Es probable que seamos más mediocres de lo que nos gustaría reconocer, pero nada se cura con solo repetirlo porque eso no nos libra del mal: el único remedio es el don Santiago, trabajar sin parar, atreverse a ser excepcional sin perder tiempo pretendiendo lograrlo señalando con el dedo a los que entendemos que son peores que nosotros.
Me parece que esta reflexión tiene una aplicación inmediata a la política, un campo en el que tantos se afanan para mostrar lo malos que son sus rivales, dando por hecho que esa capacidad de denuncia los convierte a ellos en admirables. Es más, muchos llegan a pensar que sus malos resultados se deben a que no han atizado con la debida saña a los demás. Como en esto no andamos faltos de maestros, esos mismos ayatolas se dedican a recordar una y otra vez a los demás lo flojos que son en la denuncia de los males de la patria, y con eso se labran su fama la amplísima cofradía de insultadores con tribuna.
Un caso parecido al alanceo de mediocres se encuentra en la adopción súbita de un tono moderado. Aprender a colocarse en el lado correcto de la historia es una disciplina sencilla, basta con recordar que la mayoría carece de memoria suficiente, y así hemos podido ver al Iglesias más oportunista dando lecciones de moderación a derecha e izquierda, haciendo, de paso, un gran favor a la causa de Sánchez, lo único que parecía importarle en ese momento.
Son muchos los observadores que tienden a exasperarse con los recientes resultados electorales de España, sea porque consideran que son mediocres, y es verosímil que lo sean, están en la línea de la mayoría de las últimas trece convocatorias, sea porque los españoles no se han dignado dar la mayoría a los que se la concederían a sí mismos sin molestarse en contar. Mejor harían, unos y otros, en tener un espíritu crítico capaz de dejar de ver los defectos ajenos y fijarse en los propios, y, sobre todo, mejor nos irá a todos si en lugar de criticar las respuestas de los electores nos esmerásemos en mejorar las propuestas de los partidos.
Los partidos tienden a tratar a sus electores no como ciudadanos capaces de discernir, sino como clientes entregados a una marca.

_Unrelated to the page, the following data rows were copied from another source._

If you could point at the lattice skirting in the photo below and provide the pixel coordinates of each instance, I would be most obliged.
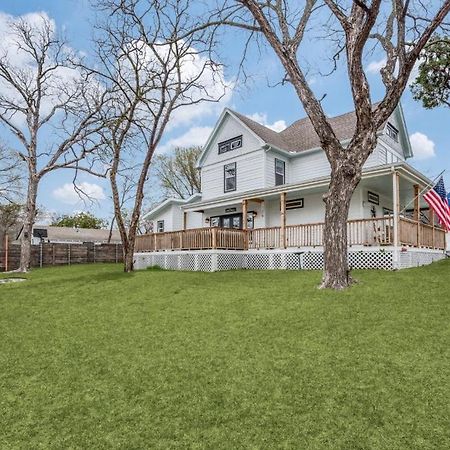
(211, 261)
(418, 257)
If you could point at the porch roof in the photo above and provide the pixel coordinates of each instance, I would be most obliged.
(404, 169)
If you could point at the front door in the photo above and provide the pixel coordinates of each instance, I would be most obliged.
(232, 221)
(228, 221)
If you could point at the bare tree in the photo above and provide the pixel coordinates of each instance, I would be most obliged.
(47, 107)
(151, 75)
(178, 172)
(10, 176)
(400, 28)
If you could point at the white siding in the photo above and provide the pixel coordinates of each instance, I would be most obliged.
(312, 212)
(249, 175)
(249, 161)
(308, 166)
(194, 220)
(167, 215)
(270, 168)
(229, 129)
(394, 147)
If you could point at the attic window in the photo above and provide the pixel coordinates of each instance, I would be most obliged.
(280, 172)
(392, 132)
(231, 144)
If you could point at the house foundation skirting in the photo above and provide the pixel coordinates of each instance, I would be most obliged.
(386, 258)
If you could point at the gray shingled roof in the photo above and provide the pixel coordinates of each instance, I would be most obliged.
(301, 136)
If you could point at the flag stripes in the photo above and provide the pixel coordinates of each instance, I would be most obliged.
(437, 199)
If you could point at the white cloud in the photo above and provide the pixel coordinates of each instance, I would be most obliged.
(422, 145)
(278, 125)
(196, 136)
(376, 66)
(68, 194)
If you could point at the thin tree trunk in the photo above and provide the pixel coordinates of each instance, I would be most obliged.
(128, 256)
(110, 229)
(337, 205)
(27, 231)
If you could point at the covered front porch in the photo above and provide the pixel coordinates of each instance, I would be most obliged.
(386, 210)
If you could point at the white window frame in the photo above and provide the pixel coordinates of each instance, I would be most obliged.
(277, 160)
(225, 177)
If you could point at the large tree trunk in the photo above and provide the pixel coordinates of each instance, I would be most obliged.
(128, 256)
(27, 231)
(337, 204)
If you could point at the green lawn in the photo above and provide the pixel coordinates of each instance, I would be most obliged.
(91, 357)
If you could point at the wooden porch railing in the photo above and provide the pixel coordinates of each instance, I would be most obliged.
(376, 231)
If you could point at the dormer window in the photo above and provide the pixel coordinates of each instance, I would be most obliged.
(230, 144)
(229, 175)
(280, 172)
(392, 132)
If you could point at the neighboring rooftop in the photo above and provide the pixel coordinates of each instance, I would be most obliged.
(67, 234)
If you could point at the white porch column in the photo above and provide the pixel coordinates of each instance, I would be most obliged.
(396, 208)
(283, 219)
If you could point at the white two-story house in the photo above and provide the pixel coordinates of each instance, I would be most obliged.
(262, 193)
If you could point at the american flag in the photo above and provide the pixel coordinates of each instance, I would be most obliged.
(437, 199)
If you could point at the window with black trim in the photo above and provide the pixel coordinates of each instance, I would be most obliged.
(160, 226)
(392, 132)
(280, 172)
(229, 175)
(230, 144)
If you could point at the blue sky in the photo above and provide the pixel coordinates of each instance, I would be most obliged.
(270, 105)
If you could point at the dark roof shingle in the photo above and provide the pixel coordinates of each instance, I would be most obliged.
(300, 135)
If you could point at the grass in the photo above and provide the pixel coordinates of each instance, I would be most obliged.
(91, 357)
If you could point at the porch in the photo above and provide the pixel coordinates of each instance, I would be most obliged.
(378, 231)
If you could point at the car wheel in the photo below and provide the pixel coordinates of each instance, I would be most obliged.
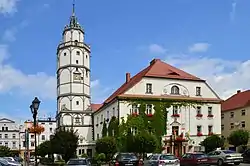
(220, 162)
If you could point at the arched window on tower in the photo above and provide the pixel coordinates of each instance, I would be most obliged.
(76, 42)
(175, 90)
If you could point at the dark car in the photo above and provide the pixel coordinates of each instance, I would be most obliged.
(246, 156)
(79, 162)
(127, 159)
(194, 159)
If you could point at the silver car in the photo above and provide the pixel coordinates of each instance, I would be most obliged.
(78, 162)
(162, 160)
(221, 157)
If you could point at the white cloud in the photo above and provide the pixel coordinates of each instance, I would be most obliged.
(9, 35)
(225, 77)
(8, 6)
(157, 49)
(198, 47)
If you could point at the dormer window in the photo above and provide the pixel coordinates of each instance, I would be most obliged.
(148, 88)
(198, 91)
(175, 90)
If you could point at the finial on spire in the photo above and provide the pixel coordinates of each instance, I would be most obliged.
(73, 10)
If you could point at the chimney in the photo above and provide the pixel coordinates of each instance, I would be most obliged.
(153, 61)
(127, 77)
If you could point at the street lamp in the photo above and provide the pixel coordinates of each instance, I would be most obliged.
(34, 108)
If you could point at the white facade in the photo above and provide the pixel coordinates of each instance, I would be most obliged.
(187, 123)
(73, 85)
(9, 134)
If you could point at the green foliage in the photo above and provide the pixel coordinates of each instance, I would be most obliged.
(212, 142)
(84, 155)
(106, 145)
(104, 129)
(65, 143)
(144, 142)
(44, 149)
(5, 151)
(113, 127)
(238, 138)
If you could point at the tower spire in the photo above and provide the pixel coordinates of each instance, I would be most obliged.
(73, 9)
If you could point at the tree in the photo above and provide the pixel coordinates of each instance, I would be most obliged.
(104, 129)
(106, 145)
(238, 138)
(5, 151)
(212, 142)
(144, 142)
(44, 149)
(65, 142)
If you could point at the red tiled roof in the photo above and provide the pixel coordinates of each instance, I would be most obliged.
(157, 69)
(95, 107)
(238, 100)
(169, 97)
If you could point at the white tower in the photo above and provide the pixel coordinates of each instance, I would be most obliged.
(73, 85)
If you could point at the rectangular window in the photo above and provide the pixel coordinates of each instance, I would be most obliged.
(243, 112)
(222, 127)
(198, 91)
(210, 129)
(231, 125)
(135, 109)
(175, 109)
(113, 111)
(149, 109)
(231, 114)
(32, 144)
(210, 111)
(101, 118)
(107, 114)
(198, 109)
(199, 129)
(148, 88)
(243, 124)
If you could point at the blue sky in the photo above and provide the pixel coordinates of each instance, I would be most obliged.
(208, 38)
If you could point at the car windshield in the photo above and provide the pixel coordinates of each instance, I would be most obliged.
(77, 162)
(199, 155)
(167, 157)
(125, 156)
(228, 151)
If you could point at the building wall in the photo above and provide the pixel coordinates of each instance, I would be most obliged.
(161, 86)
(187, 122)
(9, 134)
(229, 124)
(105, 114)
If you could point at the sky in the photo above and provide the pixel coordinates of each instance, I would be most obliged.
(209, 39)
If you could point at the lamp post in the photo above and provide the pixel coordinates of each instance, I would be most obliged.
(34, 108)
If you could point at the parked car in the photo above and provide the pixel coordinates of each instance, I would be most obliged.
(127, 159)
(221, 157)
(246, 156)
(194, 159)
(162, 160)
(9, 162)
(79, 162)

Los partidos siguen pensando no en que los electores voten a X sino en que sean de X y por eso han vertido tantos ardores en la defensa de lo que llaman voto útil, en reclamar el voto en lugar de ganarlo.
He citado repetidas veces una sentencia sutil de Bertrand Russell, un tipo muy poco convencional, que decía que en una democracia los elegidos nunca pueden ser peores que sus electores pues si lo fuesen, entonces, por reductio ad absurdum, los electores serían todavía peores al haberlos elegido. Basta, pues, de criticar a los electores mediocres por votar como lo hacen, y trabajemos unos y otros porque no tarde en llegar el momento en que las elecciones sirvan para algo más que para repartir la tarta, aunque por supuesto hacerlo de manera pacífica sea bastante mejor que a tiro limpio, es decir que empiecen a servir para que electores y elegidos abandonen la rutina de las consignas y los sobreentendidos y se decidan a hablar y a debatir sobre problemas reales y no sobre fantasmas, sobre esperanzas razonables y no sobre miedos infundados.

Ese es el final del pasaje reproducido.